JS: Coming back to your own work and Sputnik, what are your plans for the future?
NBB: Apart from the BBC Radio 3 plays, Sputnik is just embarking on a three-year partnership with Oxford University (2017-2019) to explore contemporary Russian plays through workshops and performances. The first event is a conference in Oxford in April 2017. I would also love to direct two of the plays that were part of the rehearsed readings at the Frontline Club, in Sputnik: Joan and The War Has Not Yet Started. The fact that the latter has already been produced in Plymouth makes it more feasible, as there is a set of reviews to show to funders. I think this play is good enough to have two or three productions—I’m now being ridiculously idealistic again…If a play is good, it can be done several times in different ways. And it’s a low cost production, all I need is to raise some funds, probably from the Arts Council, find three good actors and a professional studio theatre that will say: OK, we’ll let you do it. It’s really a question of raising the money.

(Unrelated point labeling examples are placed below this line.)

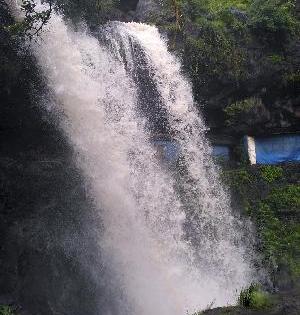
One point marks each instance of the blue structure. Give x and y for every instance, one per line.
x=274, y=149
x=277, y=149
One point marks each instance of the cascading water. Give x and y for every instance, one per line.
x=171, y=243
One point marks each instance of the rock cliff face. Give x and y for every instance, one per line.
x=244, y=85
x=44, y=208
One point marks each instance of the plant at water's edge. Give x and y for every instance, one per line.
x=6, y=310
x=254, y=297
x=271, y=173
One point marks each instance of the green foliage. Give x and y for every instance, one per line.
x=266, y=196
x=6, y=310
x=254, y=297
x=33, y=21
x=271, y=173
x=285, y=199
x=280, y=239
x=236, y=110
x=273, y=21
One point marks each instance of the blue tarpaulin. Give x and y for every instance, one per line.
x=277, y=149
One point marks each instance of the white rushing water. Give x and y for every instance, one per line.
x=172, y=242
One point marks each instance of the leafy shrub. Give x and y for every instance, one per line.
x=273, y=20
x=285, y=198
x=254, y=297
x=270, y=173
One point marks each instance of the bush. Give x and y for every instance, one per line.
x=254, y=297
x=270, y=173
x=273, y=20
x=285, y=199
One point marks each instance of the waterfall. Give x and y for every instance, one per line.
x=170, y=240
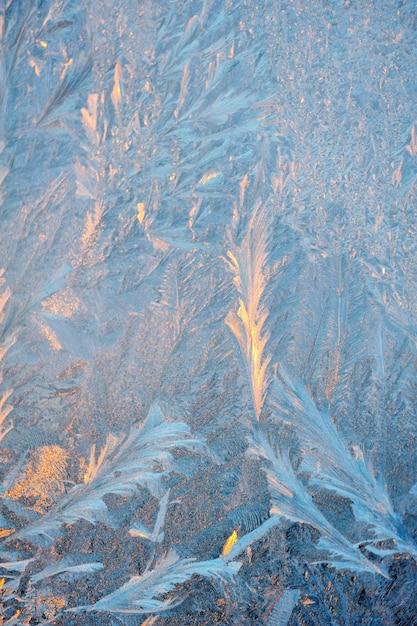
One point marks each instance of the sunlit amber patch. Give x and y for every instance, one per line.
x=230, y=542
x=44, y=479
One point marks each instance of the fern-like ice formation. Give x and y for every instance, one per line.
x=332, y=467
x=290, y=500
x=5, y=409
x=248, y=263
x=140, y=458
x=140, y=595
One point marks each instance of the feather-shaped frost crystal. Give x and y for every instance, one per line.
x=139, y=458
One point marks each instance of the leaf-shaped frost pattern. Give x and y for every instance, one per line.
x=248, y=263
x=290, y=499
x=140, y=593
x=332, y=467
x=140, y=458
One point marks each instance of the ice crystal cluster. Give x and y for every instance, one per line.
x=208, y=312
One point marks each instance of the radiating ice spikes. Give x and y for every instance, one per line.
x=289, y=499
x=248, y=263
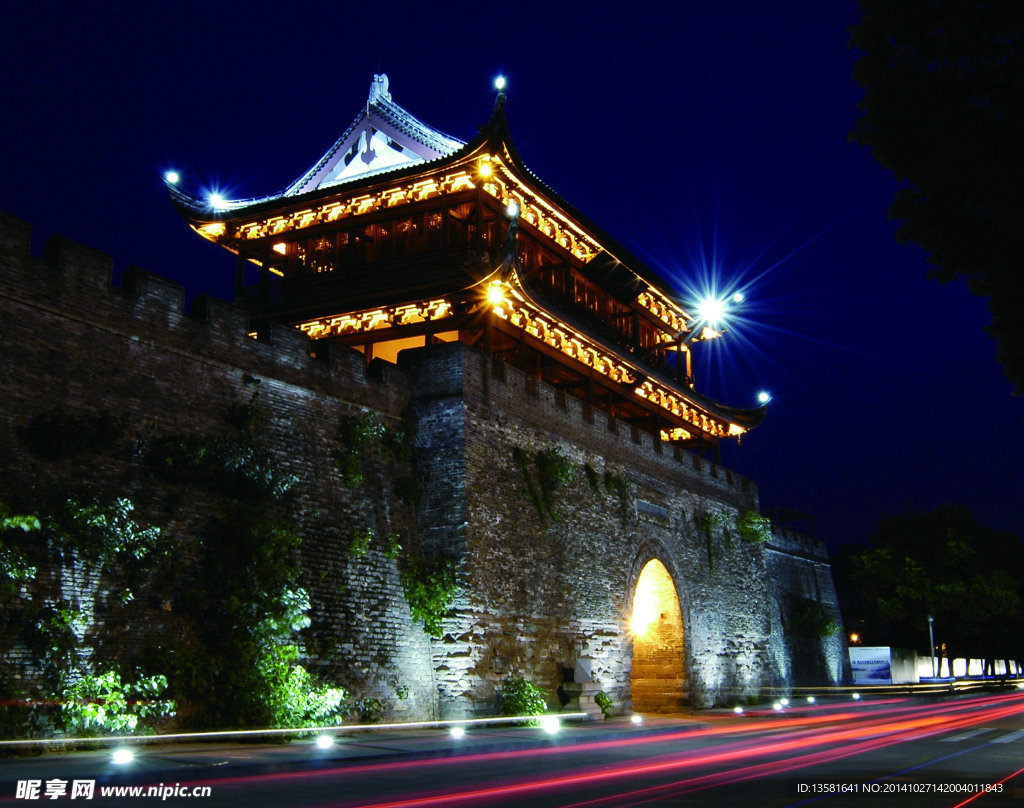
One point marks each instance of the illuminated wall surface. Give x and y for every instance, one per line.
x=539, y=591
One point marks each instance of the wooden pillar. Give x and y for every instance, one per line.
x=240, y=274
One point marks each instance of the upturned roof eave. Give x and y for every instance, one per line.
x=497, y=133
x=198, y=212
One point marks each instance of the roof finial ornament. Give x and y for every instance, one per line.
x=378, y=89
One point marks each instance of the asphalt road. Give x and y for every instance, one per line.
x=945, y=753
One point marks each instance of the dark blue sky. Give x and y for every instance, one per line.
x=709, y=137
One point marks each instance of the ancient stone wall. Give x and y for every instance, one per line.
x=548, y=571
x=545, y=589
x=808, y=644
x=70, y=340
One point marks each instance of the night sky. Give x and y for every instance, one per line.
x=710, y=138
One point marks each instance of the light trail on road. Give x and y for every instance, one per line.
x=868, y=734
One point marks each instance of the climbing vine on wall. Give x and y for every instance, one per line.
x=753, y=527
x=707, y=522
x=430, y=589
x=429, y=586
x=553, y=470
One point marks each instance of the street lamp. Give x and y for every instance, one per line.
x=931, y=640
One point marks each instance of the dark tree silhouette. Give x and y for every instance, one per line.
x=942, y=110
x=945, y=564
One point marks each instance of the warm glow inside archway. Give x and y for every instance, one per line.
x=658, y=678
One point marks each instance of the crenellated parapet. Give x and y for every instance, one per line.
x=76, y=283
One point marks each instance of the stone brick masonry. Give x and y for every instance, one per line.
x=541, y=587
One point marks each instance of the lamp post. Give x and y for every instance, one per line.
x=931, y=647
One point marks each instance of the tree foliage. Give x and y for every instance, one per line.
x=943, y=81
x=946, y=565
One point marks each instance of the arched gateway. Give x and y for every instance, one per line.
x=658, y=677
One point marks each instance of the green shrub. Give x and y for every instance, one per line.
x=520, y=697
x=103, y=704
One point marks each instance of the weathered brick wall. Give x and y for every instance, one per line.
x=539, y=591
x=69, y=340
x=799, y=575
x=545, y=592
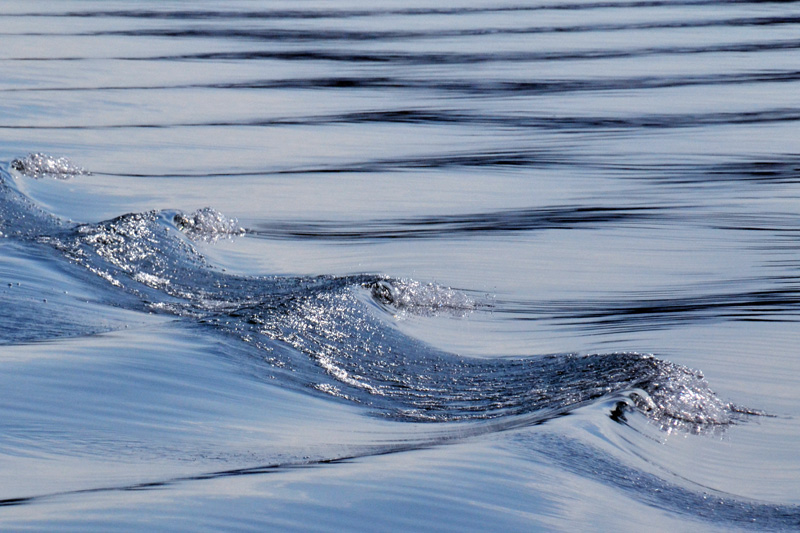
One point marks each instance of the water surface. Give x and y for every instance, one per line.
x=526, y=266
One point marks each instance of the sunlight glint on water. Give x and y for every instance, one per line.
x=405, y=259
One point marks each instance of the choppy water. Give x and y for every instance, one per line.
x=339, y=266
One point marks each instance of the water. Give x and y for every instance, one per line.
x=309, y=266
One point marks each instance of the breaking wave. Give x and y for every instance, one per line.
x=324, y=333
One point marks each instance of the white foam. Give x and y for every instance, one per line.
x=40, y=165
x=207, y=224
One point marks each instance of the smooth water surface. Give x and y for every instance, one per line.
x=347, y=266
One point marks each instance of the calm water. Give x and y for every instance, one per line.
x=466, y=266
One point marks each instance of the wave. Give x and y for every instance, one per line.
x=330, y=334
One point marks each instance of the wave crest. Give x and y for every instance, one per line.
x=39, y=165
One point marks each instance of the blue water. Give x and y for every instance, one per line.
x=339, y=266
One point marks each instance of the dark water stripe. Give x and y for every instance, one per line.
x=468, y=86
x=693, y=501
x=607, y=315
x=359, y=13
x=456, y=58
x=321, y=35
x=447, y=226
x=558, y=123
x=444, y=58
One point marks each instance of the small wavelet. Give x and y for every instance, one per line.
x=411, y=296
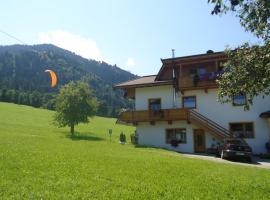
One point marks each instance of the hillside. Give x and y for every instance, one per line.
x=23, y=81
x=40, y=161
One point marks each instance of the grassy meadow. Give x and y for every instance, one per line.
x=41, y=161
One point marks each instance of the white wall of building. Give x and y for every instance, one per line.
x=164, y=92
x=207, y=105
x=224, y=114
x=155, y=135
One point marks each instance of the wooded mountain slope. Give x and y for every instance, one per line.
x=23, y=80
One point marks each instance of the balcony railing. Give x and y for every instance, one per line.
x=152, y=116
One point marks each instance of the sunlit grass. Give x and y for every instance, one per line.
x=40, y=161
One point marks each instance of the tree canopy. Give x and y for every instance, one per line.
x=74, y=105
x=248, y=68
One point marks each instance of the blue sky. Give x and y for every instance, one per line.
x=133, y=34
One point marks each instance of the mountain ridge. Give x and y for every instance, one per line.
x=22, y=73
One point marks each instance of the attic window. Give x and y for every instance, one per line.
x=154, y=104
x=239, y=100
x=189, y=102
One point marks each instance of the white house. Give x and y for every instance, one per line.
x=180, y=103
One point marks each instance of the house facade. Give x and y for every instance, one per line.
x=179, y=105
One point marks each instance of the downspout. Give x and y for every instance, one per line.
x=174, y=76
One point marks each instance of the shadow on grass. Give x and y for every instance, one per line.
x=87, y=137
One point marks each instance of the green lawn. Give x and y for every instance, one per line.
x=40, y=161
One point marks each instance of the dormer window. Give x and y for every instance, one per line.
x=239, y=100
x=189, y=102
x=154, y=104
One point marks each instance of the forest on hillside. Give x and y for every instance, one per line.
x=23, y=80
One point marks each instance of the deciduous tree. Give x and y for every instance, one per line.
x=248, y=68
x=74, y=105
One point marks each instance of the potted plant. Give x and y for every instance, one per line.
x=174, y=143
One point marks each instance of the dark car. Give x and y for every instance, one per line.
x=235, y=148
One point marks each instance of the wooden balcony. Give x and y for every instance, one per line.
x=153, y=116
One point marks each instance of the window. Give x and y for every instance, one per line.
x=154, y=104
x=239, y=100
x=179, y=134
x=189, y=102
x=242, y=130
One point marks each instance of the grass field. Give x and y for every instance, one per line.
x=40, y=161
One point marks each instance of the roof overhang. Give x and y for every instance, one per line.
x=193, y=58
x=265, y=114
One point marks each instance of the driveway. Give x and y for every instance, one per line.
x=257, y=162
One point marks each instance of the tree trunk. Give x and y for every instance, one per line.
x=72, y=129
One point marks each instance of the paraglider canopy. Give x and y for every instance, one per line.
x=53, y=78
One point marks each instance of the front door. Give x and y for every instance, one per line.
x=199, y=140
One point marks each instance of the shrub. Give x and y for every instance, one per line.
x=134, y=138
x=122, y=138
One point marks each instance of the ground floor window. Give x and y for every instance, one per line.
x=178, y=134
x=242, y=130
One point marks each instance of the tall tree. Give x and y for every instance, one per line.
x=248, y=68
x=74, y=105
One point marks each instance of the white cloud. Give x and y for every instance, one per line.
x=85, y=47
x=130, y=62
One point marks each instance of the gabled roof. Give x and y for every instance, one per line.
x=183, y=59
x=144, y=81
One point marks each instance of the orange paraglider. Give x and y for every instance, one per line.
x=53, y=77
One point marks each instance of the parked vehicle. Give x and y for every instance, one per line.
x=235, y=148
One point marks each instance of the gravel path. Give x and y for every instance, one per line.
x=257, y=162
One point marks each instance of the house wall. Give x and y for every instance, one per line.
x=164, y=92
x=154, y=135
x=207, y=105
x=224, y=114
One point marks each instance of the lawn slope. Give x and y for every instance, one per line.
x=40, y=161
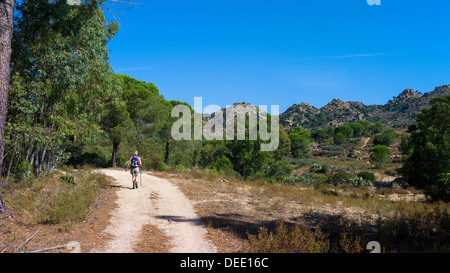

This is quite a critical time for Sputnik: I’ve done it twice before: once for the readings in 2010, I got a professional budget, and I also managed it for the 2012 production. But it’s never been harder for small companies, so I hope it will work.
JS: Thank you so much for your time, and good luck with your doctorate and future productions (and I hope you get Helen McCrory for Joan!).
Julia Sherwood was born and grew up in Bratislava, which was then part of Czechoslovakia. After working for Amnesty International for over 20 years, she became a freelance translator in 2008. Based in London, she is editor-at-large with Asymptote, the international journal of translation. Jointly with Peter Sherwood, she has translated into English books by Daniela Kapitáňová, Jana Juráňová, Peter Krištúfek and, most recently, Uršuľa Kovalyk’s The Equestrienne from the Slovak; and a novel by Petra Procházková from the Czech and Lullaby for a Hanged Man, a novella by Hubert Klimko-Dobrzaniecki from the Polish. She has also translated the latter into Slovak, as well as Tony Judt’s The Memory Chalet.